Currently, git-annex pull drops unwanted files from the remote it pulls from. I wonder if this is a good choice?

I was surprised by this behavior today myself. I was thinking of pull as conceptually not modifying the state of the remote, only getting data from it. That's what git pull does after all.

My use case was that I knew the remote didn't want a file, but I wanted to leave the file on the remote for a little while longer. So I did a pull, rather than a full sync.

It's also the case that git-annex push drops unwanted files from the local repository.
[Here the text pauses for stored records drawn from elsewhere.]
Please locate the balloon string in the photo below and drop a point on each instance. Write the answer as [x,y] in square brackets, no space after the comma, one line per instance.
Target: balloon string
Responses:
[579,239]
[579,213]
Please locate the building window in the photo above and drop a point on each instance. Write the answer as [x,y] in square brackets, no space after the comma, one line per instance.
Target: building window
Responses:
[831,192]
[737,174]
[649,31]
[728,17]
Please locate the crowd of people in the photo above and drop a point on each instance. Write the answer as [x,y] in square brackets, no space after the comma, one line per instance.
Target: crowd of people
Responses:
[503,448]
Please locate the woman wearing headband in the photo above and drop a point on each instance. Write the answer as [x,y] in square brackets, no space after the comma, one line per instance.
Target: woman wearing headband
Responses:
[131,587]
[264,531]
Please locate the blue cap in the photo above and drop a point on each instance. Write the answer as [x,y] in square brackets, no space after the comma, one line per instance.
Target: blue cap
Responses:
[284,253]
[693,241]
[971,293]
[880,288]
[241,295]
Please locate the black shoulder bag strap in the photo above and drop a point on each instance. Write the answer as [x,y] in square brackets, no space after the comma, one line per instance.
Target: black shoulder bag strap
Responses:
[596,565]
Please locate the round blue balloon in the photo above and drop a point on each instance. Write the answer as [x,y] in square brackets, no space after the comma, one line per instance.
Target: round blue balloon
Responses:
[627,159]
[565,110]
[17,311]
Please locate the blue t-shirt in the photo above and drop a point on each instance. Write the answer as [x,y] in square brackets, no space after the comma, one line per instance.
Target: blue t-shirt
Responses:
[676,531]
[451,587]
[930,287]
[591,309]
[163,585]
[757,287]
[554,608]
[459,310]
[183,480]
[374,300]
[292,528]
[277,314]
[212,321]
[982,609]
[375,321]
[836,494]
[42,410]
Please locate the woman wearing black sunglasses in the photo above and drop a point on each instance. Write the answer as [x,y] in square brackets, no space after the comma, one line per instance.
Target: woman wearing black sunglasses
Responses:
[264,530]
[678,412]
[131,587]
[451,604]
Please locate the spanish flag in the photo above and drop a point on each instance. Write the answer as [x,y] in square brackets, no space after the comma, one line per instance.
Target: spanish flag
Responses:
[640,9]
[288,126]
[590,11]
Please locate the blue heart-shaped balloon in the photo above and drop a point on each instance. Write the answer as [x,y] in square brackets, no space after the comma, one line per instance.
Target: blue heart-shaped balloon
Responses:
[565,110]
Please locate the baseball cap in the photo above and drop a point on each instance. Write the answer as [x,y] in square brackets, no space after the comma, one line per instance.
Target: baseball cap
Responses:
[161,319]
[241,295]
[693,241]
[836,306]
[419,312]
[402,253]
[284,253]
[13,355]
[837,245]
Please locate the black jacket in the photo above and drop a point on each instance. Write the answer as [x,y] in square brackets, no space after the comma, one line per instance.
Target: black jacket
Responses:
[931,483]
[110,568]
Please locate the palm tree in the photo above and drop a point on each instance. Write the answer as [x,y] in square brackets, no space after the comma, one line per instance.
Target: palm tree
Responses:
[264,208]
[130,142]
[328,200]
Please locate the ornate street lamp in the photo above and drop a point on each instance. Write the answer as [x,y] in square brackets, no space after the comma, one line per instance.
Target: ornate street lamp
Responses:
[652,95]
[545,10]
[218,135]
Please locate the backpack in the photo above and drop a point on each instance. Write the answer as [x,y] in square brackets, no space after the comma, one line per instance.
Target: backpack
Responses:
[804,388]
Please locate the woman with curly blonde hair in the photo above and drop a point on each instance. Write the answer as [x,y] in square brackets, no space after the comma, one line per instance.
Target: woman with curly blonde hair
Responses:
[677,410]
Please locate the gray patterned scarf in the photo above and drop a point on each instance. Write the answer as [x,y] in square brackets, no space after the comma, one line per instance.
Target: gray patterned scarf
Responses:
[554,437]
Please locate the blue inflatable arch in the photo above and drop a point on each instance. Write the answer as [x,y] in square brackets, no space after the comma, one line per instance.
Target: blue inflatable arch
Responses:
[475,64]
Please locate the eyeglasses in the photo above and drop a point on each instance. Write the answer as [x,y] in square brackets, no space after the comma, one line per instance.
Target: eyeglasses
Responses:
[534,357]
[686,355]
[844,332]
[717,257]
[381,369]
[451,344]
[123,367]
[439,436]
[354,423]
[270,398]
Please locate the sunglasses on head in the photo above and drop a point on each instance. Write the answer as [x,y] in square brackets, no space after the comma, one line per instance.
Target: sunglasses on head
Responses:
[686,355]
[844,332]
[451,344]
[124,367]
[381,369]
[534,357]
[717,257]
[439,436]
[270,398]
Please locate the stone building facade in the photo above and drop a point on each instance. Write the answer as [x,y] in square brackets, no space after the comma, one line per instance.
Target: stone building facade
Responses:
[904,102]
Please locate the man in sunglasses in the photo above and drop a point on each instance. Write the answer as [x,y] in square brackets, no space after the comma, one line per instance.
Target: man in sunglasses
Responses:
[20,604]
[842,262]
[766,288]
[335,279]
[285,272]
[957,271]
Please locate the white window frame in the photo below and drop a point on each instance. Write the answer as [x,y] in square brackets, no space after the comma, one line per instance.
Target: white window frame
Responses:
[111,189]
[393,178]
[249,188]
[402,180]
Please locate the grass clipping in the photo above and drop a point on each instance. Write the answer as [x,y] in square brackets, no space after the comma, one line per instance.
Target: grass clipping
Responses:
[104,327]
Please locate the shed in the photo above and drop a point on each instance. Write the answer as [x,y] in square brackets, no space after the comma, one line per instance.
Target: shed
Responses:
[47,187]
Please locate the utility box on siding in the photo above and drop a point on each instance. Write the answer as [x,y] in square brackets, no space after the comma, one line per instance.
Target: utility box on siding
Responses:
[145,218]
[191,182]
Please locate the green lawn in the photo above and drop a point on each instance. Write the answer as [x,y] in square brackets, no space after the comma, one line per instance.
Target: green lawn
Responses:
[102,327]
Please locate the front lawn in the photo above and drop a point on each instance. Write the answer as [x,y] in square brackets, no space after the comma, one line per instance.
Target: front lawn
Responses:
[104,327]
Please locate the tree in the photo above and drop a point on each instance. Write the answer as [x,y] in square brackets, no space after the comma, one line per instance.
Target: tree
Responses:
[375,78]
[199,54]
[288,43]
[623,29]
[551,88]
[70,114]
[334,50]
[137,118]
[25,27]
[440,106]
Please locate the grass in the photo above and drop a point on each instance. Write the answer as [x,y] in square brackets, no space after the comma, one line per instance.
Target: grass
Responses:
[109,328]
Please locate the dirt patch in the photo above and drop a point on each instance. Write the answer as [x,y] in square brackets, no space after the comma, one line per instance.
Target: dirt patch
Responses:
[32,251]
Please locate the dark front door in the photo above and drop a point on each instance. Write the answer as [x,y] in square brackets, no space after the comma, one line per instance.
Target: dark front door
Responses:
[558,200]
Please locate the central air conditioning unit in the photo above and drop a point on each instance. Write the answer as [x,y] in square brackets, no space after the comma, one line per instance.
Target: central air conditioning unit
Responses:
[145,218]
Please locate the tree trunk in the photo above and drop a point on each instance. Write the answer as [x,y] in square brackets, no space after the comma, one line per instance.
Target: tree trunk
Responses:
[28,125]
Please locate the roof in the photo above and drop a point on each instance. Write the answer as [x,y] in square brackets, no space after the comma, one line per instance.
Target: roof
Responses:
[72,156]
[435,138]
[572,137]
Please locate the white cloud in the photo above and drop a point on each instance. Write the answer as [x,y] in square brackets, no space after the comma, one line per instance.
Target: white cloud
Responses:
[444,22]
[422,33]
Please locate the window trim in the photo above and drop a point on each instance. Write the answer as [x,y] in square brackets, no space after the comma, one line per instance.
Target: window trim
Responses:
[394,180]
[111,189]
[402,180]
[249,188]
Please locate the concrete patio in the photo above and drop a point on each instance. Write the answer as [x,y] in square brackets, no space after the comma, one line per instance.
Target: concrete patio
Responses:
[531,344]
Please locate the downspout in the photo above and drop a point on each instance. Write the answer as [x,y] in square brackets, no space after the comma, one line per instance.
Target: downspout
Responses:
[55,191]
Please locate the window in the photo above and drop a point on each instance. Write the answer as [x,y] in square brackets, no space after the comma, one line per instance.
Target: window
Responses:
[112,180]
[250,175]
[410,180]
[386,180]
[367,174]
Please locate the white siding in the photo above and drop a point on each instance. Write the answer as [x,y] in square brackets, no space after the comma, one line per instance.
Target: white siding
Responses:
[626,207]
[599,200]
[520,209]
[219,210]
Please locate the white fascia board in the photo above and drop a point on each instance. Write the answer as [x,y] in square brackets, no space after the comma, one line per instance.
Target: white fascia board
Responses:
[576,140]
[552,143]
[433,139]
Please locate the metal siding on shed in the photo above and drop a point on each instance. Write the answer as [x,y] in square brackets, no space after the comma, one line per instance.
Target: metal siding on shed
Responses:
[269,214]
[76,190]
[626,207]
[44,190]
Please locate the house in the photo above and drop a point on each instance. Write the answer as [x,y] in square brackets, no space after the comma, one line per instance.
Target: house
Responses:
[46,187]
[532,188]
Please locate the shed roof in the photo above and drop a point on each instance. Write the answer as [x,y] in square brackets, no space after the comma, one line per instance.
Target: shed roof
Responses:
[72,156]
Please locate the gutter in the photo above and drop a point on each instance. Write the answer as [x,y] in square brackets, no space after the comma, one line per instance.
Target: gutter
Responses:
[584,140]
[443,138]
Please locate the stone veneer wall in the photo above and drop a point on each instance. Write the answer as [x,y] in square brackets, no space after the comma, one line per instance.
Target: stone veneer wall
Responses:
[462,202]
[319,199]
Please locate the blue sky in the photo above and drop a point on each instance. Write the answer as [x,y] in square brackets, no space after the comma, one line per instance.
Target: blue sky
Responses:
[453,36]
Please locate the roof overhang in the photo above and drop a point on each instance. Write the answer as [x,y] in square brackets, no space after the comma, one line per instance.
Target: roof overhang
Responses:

The same analogy to git push would say it should not do that.

Separating out these behaviors would have pull drop unwanted files from the local repository, while push drops unwanted files from the remote. The latter seems unambiguously what the user would want; the former might be surprising to some, but one of pull/push needs to drop from local in order for them combined to be the same as sync.

Looking at 5df89d58c7d43b5cd26829cb8c4699e02fc352f3 that implemented pull and push, I think this behavior was emergent, not designed. The existing git-annex sync --pull happened to drop unwanted content from the remote and git-annex pull inherited that behavior. Looking back to 1cc1f9f4e5e3e974ddec069b2a6a3edf0893c369 that implemented --pull, it also doesn't seem to have considered what to do about dropping.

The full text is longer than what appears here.